Last week, the chief prosecutor in Catania, Carmelo Zuccaro, revealed details of an investigation he has just begun amid growing suspicions of collusion between the agencies and the people smugglers. Where is the line, he asked, between aid and facilitation?

He told Italian MPs: ‘The NGOs often work near to the coast and territory of Libya. We have calculated that in the last four months of 2016, 30 per cent of the rescues which landed at Catania were carried out by these organisations. In the first months of 2017, that percentage has grown to at least 50 per cent.’

This Sicilian judge said the country with the most aid agencies operating in the central Mediterranean was Germany, with five organisations and six vessels (one costing £350,000 per month to keep at sea — over £4 million a year).

‘We must solve the problem of where the money comes from to sustain such high costs — who are the sources of this finance? We shall be doing checks on the NGOs who bring migrants into our jurisdiction. It is notable that the NGO ships are nearly always the nearest to the location of the emergency.

‘It’s not a crime to invade the waters of a foreign country to pick them up. What is punishable is bringing them to Italy without respecting the rules of engagement… vessels should take migrants to the nearest port, which is certainly not Italy.’ The nearest safe port, in fact, would be in Tunisia.

Last month the EU’s border agency, Frontex, also accused aid agencies of activities which ‘help criminals achieve their objectives at minimum cost, strengthen their business model by increasing the chances of success’.

Its annual report says the smugglers now hardly bother to telephone the Maritime Rescue Coordination Centre in Rome to be picked up, preferring to call aid-agency vessels directly.
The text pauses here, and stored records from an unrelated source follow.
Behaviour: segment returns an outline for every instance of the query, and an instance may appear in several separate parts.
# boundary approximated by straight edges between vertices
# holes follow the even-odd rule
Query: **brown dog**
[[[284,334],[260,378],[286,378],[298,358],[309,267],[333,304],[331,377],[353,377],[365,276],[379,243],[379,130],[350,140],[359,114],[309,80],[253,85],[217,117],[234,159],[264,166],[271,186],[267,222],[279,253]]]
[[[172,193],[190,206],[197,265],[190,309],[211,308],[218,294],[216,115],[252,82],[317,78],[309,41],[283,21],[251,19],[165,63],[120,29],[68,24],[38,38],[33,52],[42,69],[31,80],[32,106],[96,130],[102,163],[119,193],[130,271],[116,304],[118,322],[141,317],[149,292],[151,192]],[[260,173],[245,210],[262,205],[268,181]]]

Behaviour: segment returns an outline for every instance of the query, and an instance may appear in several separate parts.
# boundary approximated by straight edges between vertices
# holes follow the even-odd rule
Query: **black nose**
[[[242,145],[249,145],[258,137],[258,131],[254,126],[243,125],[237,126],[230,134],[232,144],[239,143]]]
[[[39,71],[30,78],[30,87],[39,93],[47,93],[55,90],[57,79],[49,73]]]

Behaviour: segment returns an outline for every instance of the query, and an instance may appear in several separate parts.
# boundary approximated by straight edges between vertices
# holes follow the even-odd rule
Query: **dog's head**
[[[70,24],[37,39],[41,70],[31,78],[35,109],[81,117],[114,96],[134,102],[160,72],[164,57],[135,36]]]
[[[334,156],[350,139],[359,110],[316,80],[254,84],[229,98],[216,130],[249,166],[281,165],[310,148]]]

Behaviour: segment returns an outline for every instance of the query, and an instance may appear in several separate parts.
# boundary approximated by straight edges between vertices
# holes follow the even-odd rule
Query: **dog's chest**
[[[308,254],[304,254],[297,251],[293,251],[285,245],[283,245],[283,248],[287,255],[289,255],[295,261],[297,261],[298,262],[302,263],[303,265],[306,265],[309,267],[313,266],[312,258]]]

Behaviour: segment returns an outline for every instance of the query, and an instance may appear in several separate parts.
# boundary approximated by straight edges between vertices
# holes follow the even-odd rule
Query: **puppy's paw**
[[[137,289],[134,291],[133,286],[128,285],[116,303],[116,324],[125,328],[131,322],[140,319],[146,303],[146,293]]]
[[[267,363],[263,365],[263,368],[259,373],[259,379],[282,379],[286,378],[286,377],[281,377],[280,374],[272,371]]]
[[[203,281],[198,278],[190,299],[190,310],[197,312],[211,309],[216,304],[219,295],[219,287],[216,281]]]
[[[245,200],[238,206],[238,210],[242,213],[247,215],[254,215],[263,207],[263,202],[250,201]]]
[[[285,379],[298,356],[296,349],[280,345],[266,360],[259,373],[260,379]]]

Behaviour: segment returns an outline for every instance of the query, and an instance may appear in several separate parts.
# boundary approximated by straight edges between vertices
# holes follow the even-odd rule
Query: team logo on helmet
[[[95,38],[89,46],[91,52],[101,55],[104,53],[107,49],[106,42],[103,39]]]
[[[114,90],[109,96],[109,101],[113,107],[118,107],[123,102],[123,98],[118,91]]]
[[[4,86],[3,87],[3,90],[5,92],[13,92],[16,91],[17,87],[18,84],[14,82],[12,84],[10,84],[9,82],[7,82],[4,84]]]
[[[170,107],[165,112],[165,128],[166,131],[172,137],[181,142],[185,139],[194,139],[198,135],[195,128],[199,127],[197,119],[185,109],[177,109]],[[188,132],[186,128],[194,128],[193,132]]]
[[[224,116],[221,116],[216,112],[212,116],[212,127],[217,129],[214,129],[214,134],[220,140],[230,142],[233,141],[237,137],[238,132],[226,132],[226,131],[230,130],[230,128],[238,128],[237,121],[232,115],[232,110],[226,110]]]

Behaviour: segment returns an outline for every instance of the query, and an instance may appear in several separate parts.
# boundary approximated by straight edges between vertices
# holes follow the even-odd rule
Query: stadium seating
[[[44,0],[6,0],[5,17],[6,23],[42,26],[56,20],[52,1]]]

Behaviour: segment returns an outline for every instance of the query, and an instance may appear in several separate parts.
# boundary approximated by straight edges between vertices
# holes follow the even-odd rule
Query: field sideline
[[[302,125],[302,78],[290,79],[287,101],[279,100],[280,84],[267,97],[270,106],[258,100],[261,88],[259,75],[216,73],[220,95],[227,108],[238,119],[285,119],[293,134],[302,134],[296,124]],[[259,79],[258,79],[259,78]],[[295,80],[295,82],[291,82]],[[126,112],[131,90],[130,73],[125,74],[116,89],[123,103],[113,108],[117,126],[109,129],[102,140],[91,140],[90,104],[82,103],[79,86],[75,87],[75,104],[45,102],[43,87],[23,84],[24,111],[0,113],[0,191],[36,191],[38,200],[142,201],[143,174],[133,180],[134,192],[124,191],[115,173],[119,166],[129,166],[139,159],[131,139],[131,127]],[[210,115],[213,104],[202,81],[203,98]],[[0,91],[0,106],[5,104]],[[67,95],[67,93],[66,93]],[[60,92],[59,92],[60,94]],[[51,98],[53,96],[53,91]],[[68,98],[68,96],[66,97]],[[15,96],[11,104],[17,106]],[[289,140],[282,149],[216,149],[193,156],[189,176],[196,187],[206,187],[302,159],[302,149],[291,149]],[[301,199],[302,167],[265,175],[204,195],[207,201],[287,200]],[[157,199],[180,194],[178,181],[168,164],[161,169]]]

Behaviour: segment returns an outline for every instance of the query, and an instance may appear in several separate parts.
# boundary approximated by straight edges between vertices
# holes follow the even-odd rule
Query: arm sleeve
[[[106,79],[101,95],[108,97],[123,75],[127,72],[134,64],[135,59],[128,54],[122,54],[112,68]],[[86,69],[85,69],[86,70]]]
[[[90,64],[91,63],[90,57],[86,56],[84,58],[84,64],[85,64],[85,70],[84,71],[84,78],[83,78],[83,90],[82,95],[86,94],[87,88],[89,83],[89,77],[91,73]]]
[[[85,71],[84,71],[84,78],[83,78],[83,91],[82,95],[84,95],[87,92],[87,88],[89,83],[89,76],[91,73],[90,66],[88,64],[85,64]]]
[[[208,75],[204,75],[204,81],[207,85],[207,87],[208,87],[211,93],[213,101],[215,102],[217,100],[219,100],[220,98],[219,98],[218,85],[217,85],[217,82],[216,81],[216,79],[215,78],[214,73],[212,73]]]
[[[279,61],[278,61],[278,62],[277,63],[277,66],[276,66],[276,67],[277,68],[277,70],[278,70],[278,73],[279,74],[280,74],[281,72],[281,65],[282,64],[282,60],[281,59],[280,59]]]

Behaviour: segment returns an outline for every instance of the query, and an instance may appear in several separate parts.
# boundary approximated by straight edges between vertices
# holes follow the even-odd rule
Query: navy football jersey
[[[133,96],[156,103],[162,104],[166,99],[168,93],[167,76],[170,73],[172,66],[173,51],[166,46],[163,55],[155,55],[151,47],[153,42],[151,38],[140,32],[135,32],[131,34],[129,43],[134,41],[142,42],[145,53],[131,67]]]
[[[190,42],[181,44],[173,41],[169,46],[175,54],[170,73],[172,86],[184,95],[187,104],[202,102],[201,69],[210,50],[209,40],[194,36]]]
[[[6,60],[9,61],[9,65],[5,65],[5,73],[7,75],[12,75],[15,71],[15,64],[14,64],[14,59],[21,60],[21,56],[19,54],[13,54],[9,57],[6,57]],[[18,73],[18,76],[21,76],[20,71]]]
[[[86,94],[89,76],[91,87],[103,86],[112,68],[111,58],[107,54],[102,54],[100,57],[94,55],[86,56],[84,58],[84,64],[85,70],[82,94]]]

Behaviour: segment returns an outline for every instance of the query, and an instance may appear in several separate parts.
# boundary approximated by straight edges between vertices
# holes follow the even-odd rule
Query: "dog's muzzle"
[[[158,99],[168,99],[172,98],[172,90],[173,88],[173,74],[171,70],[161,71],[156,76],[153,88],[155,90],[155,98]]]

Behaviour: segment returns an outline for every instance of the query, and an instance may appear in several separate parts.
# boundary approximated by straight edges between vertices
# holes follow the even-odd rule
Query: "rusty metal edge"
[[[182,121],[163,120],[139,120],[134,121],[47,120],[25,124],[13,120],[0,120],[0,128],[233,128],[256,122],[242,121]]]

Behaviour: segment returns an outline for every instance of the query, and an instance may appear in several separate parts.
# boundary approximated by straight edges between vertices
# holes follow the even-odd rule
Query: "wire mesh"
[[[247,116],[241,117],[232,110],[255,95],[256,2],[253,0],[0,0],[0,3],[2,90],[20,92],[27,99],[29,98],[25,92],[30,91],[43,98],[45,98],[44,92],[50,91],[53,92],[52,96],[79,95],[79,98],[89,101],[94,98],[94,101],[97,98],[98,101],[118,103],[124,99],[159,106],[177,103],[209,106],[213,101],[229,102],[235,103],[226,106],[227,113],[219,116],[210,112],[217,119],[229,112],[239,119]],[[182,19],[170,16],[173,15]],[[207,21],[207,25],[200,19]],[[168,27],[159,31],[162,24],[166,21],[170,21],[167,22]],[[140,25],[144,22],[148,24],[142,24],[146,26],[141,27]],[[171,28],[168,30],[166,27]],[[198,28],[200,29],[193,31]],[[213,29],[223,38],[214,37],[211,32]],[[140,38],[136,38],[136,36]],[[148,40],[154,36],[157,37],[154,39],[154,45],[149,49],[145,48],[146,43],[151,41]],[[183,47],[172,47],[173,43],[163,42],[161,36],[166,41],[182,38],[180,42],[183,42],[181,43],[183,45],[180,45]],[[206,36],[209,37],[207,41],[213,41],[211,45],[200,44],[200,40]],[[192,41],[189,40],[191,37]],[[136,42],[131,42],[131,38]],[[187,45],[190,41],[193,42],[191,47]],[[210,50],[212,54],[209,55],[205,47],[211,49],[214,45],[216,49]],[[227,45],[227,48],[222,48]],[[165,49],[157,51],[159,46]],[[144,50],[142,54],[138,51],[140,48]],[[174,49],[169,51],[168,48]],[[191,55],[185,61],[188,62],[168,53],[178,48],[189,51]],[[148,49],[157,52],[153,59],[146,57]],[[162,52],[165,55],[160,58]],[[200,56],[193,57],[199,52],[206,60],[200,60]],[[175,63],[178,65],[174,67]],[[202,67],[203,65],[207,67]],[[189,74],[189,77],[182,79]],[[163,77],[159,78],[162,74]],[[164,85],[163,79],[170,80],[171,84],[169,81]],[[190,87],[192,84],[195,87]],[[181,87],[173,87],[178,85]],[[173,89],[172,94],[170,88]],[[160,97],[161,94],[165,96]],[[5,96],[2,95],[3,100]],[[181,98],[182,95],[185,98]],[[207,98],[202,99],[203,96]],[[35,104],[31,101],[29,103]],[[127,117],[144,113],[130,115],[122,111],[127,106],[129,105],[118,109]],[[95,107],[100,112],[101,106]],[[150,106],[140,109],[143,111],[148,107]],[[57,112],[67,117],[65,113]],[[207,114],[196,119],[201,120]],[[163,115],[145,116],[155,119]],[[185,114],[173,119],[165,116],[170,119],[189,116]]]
The reason is obvious: these people will not arrest them or confiscate their vessels.

Since June 2016, many boats have been rescued near the Libyan coast by aid-agency vessels ‘without any prior distress call’, suggesting the rendezvous has been pre-arranged. In Italy, the lynch-mob principle of ‘he must have done it’ is enough to secure convictions, so prosecutions are a distinct possibility.

But the only way to solve the migrant crisis — as the Frontex report says — is to stop all these West Africans getting to Libya. This would ensure too that the aid-agency humanitarians are not led into further temptation.